The question is, who will pay? Private homeowners will not want to foot the bill for modifications and as political parties need the support of these voters, they will inevitably tread carefully. Expect innovations such as 'green' mortgages (which offer homeowners loans on more favourable terms in return for buying 'greener' properties or more importantly for promising to improve the environmental performance of an existing building).
I will be careful on this one - if you’d asked me the same question two years ago, I am not sure 'a new coronavirus' would have made my list. That said, there are a number of 'known knowns' which we can point to.
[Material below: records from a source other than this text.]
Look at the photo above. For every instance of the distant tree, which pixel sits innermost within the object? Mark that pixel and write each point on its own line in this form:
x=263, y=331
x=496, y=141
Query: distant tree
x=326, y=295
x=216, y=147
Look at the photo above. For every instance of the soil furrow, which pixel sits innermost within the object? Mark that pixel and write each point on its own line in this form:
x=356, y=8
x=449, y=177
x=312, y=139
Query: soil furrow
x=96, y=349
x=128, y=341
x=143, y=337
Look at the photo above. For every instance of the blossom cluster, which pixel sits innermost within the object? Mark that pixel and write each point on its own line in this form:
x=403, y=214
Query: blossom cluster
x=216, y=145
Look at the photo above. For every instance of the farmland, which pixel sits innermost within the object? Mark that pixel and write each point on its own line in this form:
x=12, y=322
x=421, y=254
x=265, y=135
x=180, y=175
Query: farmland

Demand for space will pick up as we move into the end of 2021, assuming there are no new variants which surprise us. But this rising demand will not be felt equally - the difference in performance between best locations and properties and second best has widened and will remain wide. Businesses will pay handsomely for accommodation if it meets their needs but if it doesn't, it will be disposed of as rapidly as possible.
While inflation still presents a threat to the market, especially for leveraged investors, the market is in a better position than in 2008, with lower leverage and in general better capitalised businesses in the sector.
Brexit appeared to become a secondary issue as soon as COVID came along. It shouldn't be ignored, however. London has so many positives, and in a European context has little real competition in terms of market size and dominance. It remains a financial and business services giant compared to other continental capitals. But the EU does not see this position as irreversible.
Unless the government and regulators in the UK can display the same urgency and sense of purpose as their European counterparts there are risks to this agglomeration of wealth and capital - with huge implications for the property sector. The City of London Corporation’s plan (mentioned above) was a good step, and there are others. It does feel though that the government could be more muscular in their planning for post-Brexit legal, financial and business regulation.
London has built a unique ecosystem over a very long period, which has created a great place to do business and to work. It has so many positives to draw upon. Fundamentally, while COVID does herald change which may lead to a more mixed environment, there are huge opportunities for anyone involved in London's built environment.